Filled with humor, heart, and pragmatism, Equity is a guidebook for change, answering the question of how that so many leaders are asking today.
—Jody Williams, Nobel Peace Prize laureate
“Do you wish your organization was more equitable? Well, stop wishing and start designing! Equity is a guidebook for change. It's a fast and engaging read loaded with practical guidance, and it's a must-read for leaders who want to create conditions in which everyone can flourish.”
—Dan Heath, coauthor of Switch and author of Upstream
"Though this book is short, it's dense; it's meant to be studied, dog-eared, and shared throughout your organization.
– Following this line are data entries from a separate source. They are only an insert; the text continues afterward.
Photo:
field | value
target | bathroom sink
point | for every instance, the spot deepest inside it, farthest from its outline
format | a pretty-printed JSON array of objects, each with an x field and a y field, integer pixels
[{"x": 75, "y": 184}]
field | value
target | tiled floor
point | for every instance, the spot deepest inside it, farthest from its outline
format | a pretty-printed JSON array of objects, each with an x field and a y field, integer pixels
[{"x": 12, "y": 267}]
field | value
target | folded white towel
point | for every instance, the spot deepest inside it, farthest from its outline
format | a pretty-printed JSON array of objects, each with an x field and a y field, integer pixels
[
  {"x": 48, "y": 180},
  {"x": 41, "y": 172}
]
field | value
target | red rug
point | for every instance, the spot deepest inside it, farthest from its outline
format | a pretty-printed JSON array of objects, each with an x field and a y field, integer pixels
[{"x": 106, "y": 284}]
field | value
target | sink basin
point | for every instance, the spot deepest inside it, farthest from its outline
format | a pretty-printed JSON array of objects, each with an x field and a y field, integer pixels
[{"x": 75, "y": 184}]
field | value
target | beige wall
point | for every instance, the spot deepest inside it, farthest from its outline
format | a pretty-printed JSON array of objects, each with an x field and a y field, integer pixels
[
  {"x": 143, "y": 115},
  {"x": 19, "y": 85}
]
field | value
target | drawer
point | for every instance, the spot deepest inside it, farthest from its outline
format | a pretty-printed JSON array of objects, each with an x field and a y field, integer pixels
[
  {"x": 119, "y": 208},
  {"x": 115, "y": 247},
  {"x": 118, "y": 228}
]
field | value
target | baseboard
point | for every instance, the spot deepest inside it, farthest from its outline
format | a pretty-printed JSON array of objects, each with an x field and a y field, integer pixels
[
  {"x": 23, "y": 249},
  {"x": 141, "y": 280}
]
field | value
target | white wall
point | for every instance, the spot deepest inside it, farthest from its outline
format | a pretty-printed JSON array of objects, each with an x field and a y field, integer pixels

Just the glossary alone, with a three-page list of the most crucial concepts addressed in the book, will be enough to keep readers going back to this book regularly as a reference guide. Those looking for a way into the immense change that seeking equity requires would do well to look at this book as an elegantly written skeleton key."
—Philanthropy News Digest
"Equity: How to Design Organizations Where Everyone Thrives lives up to its title as a practical-minded guide to improving diversity, equity, and inclusion within one's organization. Chapters address how leadership can engage more effectively, the role of media and marketing in creating equity, countering bias in entrenched systems, and much more."
—Midwest Book Review
“Minal's blending of design and diversity offers a unique way of understanding both. She combines real-world experience with relevant research to deliver a thoughtful, accessible, and engaging IDEA for meaningful change.”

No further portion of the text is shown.